By Eric Booton
It’s like watching magic happen, or so it seems.
Fifteen short minutes and the wood finish stripper has performed its intimidating chemical magic and one stroke of the scraper removes the shabby finish and once adored princess stickers that have previously defined this forgotten piece of furniture. The hours spent with the electric sander and fine grit sand paper clutched in my hand are solidifying my fate of future carpal tunnel. Getting to the point of actually staining the wood feels like freedom and immediately comes with the reminder that a little bit of stain goes a long way. In the end, what Google tells me is a 10-hour project was more accurately a fulfilling 10-evening distraction and multiple trips to the hardware store.
Fly tying stations are perpetually messy. There are hundreds of suggestions and tips online to improve storage of materials and tools, but try as I might, I can’t keep my tying station clean, organized, or free of what appears to be debris from the perfect storm that ripped through a craft store and a poultry farm. It’s a fact of life and I cannot escape it. My wife and I each have our own signature messes routinely found in the house and the static charged feather trimmings that stick to your shirt and loose dubbing bedazzling your socks are mine. Guilty.
A roll top desk has always appeared to be a practical solution to combating my fly tying mess. It’s so simple. Sit down and twist up a few flies in my spare time, drop down the roll top and, boom! No more mess, at least for the guests to see. Less time cleaning, more time tying. A real “win-win” as they say. So, by my wife’s suggestion, I bit the bullet and bought the cheapest roll top desk on craigslist to better quarantine the chaos in our new house.

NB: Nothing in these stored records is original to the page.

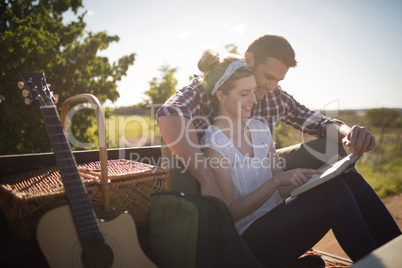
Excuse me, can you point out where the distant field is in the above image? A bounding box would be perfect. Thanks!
[276,112,402,198]
[106,110,402,198]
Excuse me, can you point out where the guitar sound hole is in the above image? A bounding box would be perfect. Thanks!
[81,241,113,268]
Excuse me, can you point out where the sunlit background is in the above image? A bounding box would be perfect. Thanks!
[65,0,402,110]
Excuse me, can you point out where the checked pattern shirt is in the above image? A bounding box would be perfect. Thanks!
[156,78,343,139]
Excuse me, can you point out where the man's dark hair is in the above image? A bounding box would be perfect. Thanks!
[246,34,297,67]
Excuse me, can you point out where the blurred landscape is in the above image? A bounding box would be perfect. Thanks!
[106,107,402,198]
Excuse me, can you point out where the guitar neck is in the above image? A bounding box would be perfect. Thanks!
[40,105,103,245]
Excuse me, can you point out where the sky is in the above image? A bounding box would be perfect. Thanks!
[64,0,402,111]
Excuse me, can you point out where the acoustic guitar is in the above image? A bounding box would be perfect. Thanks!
[18,73,156,268]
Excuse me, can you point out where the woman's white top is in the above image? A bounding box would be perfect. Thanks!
[201,119,282,234]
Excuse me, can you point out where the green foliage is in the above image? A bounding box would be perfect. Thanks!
[225,44,240,55]
[145,65,177,104]
[0,0,135,154]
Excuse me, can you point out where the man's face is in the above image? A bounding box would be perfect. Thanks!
[254,57,289,100]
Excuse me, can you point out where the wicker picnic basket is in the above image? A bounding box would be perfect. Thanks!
[0,94,168,241]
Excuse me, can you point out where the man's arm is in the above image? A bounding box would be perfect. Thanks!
[327,124,375,154]
[158,115,223,200]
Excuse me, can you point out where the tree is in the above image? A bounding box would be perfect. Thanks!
[145,65,177,104]
[365,108,399,143]
[0,0,135,154]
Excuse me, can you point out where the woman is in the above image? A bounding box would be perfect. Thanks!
[198,50,401,266]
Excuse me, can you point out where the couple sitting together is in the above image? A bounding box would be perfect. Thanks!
[157,35,401,266]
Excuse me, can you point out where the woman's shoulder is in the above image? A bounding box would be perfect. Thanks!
[246,118,270,131]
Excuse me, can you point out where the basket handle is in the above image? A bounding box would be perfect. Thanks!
[61,94,108,184]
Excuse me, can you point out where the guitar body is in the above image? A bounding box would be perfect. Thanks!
[37,205,156,268]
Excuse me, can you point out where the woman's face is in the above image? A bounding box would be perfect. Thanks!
[219,75,257,118]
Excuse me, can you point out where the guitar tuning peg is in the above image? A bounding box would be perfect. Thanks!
[22,89,29,98]
[18,81,25,89]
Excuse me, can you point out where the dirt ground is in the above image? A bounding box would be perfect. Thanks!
[313,194,402,259]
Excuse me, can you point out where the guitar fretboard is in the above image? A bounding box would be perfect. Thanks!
[40,106,103,245]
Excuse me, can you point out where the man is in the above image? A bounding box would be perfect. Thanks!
[157,35,375,197]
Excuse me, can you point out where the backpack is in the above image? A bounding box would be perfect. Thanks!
[149,191,263,268]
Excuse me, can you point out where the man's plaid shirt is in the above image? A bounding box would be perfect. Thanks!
[156,78,342,141]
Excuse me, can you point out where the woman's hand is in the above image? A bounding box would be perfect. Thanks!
[272,168,320,187]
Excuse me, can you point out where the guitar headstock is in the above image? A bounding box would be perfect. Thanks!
[18,73,57,107]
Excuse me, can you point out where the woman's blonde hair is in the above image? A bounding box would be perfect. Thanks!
[198,49,254,95]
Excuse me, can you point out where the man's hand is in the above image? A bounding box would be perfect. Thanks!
[342,126,375,154]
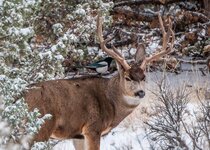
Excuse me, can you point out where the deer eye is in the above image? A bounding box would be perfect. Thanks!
[125,77,131,81]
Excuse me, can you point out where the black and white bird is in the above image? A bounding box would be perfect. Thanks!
[86,57,113,74]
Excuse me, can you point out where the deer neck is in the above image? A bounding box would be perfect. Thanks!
[107,75,140,126]
[108,74,141,109]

Tying the inaugural fly at my newly re-finished desk felt appropriately ceremonious. I popped open a cold beer, cued up my favorite record, and began cranking out a woolly bugger variant and begin recalling all of the fine fish this trusty pattern has brought to hand.
I quickly notice the mistakes in the finish, just like I see the mistakes in the fly I am tying. You may not notice, but I know they are there. I note the extra thread wraps crowding the eye of the fly and the excess dubbing that are making this fly a bit bulky and resolve to tie the next pattern on the diet. The dried remains of a tiny pool of excess stain and miniature streaks where the stain ran ever so slightly will be easily avoidable next time. Small faults are the unique touches, correct or incorrect, that come with completing a project with your own two hands and are what make them a product of our own.
My wife and I have already started restoring a second antique piece of furniture, a sewing desk to fulfill her crafting needs, and my list of lessons abounds.
Eric Booton is the sportsmen’s outreach coordinator for TU’s Alaska Program. He lives and works in Anchorage.